Ce document de 25 pages, c’est la requête d’abandon de charges produite le 22 août par le procureur Cyrus Vance, et qui a sonné la fin des poursuites pénales aux Etats-Unis contre Dominique Strauss-Kahn.

Toutes les références faites dimanche soir par l’ancien patron du FMI au fameux rapport sont-elles avérées ? Point par point, les citations faites par M. Strauss-Kahn du rapport se révèlent plutôt exactes, même si l’interprétation peut parfois être discutée : par exemple, sur les mensonges de Nafissatou Diallo ou sur l’absence totale de traces de blessures physiques, mais aussi sur la conclusion générale selon laquelle l’accusation a conclu qu’il n’y avait eu aucun délit ou agression.

SUR LA NATURE DES FAITS
Dominique Strauss-Kahn affirme que le procureur a écarté qu’il y ait eu violence ou contrainte entre lui et Nafissatou Diallo :

« Ce qu’il s’est passé [dans la chambre 2806 le 14 mai 2011] ne comprend ni violence, ni contrainte, ni agression, ni aucun acte délictueux, c’est le procureur qui le dit, ça n’est pas moi. »
« Le rapport du procureur ne m’accuse en rien en matière de trace de blessure. »
Le rapport du procureur explique, lui, qu’il n’a pas été possible de prouver qu’il y ait eu usage de la force, blessure physique sur la plaignante ou « contacts non-consentis » :

« Les preuves physiques, médicales ou autres qui sont disponibles dans cette affaire (…) ne prouvent cependant pas que ces contacts ont été imposés par la force ou étaient non-consentis, et elles ne corroborent pas certains aspects du récit, par la plaignante, des faits incriminés. »
« Les preuves physiques, scientifiques et d’autres natures, indiquent que l’accusé a engagé un acte sexuel précipité avec la plaignante, mais elles ne permettent pas de dire si l’acte a eu lieu sous contrainte et sans consentement. »
« Tous les éléments recueillis, qui auraient pu être pertinents pour statuer sur les questions de l’usage de la force et de l’absence de consentement, se sont révélés non concluants. »
Dominique Strauss-Kahn soutient qu’il n’y a aucune trace de blessure sur la plaignante :

« Dans le rapport du procureur, dans le rapport officiel, il n’y a rien, ni griffure, ni blessure, ni aucune trace de violence, ni sur elle, ni sur moi. »
« On a écrit qu’il y avait des traces matérielles d’agression, vous le rappeliez, le rapport du procureur dit qu’il n’y en a aucune. »
Le rapport du procureur fait mention de deux types de blessures constatées sur la plaignante, une à l’épaule et une sur l’appareil génital.
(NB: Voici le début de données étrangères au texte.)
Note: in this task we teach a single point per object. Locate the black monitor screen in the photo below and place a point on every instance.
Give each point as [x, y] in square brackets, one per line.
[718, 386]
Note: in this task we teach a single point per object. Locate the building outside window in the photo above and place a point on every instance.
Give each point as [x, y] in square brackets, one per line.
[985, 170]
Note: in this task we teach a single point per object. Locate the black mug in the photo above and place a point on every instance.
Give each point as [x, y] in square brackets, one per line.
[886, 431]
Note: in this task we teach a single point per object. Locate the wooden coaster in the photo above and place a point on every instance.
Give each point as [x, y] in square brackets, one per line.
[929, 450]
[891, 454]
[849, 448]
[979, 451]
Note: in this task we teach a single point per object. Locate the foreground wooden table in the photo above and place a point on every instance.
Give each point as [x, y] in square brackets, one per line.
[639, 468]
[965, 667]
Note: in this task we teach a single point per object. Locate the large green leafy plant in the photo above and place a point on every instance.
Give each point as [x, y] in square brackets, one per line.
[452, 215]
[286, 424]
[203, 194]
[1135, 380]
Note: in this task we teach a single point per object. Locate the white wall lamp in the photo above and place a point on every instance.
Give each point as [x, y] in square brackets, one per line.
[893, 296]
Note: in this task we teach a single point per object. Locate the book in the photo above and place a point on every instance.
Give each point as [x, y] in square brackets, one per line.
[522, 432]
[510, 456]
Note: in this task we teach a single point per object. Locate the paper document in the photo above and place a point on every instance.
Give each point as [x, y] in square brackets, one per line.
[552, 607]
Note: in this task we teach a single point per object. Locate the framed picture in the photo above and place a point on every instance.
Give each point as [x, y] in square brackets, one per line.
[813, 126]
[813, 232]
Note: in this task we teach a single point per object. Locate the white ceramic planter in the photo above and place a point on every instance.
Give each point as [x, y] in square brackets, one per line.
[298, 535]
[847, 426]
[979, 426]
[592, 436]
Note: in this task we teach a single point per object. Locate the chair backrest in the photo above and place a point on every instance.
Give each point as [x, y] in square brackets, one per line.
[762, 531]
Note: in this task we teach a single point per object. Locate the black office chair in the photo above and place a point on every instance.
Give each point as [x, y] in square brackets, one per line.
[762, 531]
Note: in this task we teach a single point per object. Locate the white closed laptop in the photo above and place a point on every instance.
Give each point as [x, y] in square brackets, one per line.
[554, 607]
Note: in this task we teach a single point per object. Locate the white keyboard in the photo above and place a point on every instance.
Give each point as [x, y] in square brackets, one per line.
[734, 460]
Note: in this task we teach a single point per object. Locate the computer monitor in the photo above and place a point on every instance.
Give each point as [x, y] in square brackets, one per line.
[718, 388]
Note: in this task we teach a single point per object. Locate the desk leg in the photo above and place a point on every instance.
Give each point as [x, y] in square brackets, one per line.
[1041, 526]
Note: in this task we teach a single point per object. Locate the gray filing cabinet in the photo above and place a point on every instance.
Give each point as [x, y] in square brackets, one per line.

Il n’exclut pas que l’une ou l’autre ait été la conséquence de faits décrits par la plaignante mais, faute de preuves suffisantes, réfute ces éléments comme corroborants une agression sexuelle :

« Le seul constat physique que l’examinatrice a relevé est une ‘rougeur’ qui a été observée lors de l’examen gynécologique. L’examinatrice n’a pas pu affirmer avec un degré raisonnable de certitude médicale que cette ‘rougeur’ était une conséquence directe des faits incriminés, ni même que c’était une blessure ou un hématome. L’examinatrice a déclaré que cette rougeur pouvait être la conséquence des faits décrits par la plaignante, mais pouvait également être liée à une série d’autres causes. »
« Un deuxième expert médical (…) a abouti aux mêmes conclusions, à avoir que la coloration rouge était un élément non-spécifique, qui pouvait être attribué à de nombreuses causes autres qu’un traumatisme : friction, irritation, ou inflammation de la zone. Cet expert a confirmé qu’on ne pouvait exclure que la rougeur ait été causée par la façon dont la plaignante affirme avoir été saisie, mais c’est selon lui peu probable. »
« Par la voix de son avocat, la plaignante a lors assuré au procureur que sa blessure à l’épaule (choc type 2) résultait de sa rencontre avec le défendant. (…) [L’expert orthopédique mandaté par le procureur] a conclu qu’avec un degré de certitude médicale raisonnable, cette blessure, s’il s’agit bien d’une blessure, était plutôt causée par ‘un usage répété à la verticale de son avant-bras lors de gestes rotatifs et vifs’, ‘comme ceux que peut effectuer un sportif lorsqu’il lance un poids en hauteur’. A la lumière de ces différents facteurs liés à la déclaration d’une blessure physique, et plus remarquablement suite aux conclusions de l’expert, la blessure à l’épaule ne vient pas corroborer l’accusation d’agression sexuelle. »
SUR LA CRÉDIBILITÉ DE LA PLAIGNANTE, NAFISSATOU DIALLO

Dominique Strauss-Kahn a dit que le procureur considérait la plaignante comme une menteuse absolue :

« [Le rapport] dit : Nafissatou Diallo a menti sur tout. »
« Ce rapport dit : elle a présenté tellement de versions différentes de ce qu’il s’est passé que je ne peux plus en croire un mot. »
« [Le rapport] dit : dans pratiquement chaque entretien que nous avons eu avec elle, elle nous a menti. »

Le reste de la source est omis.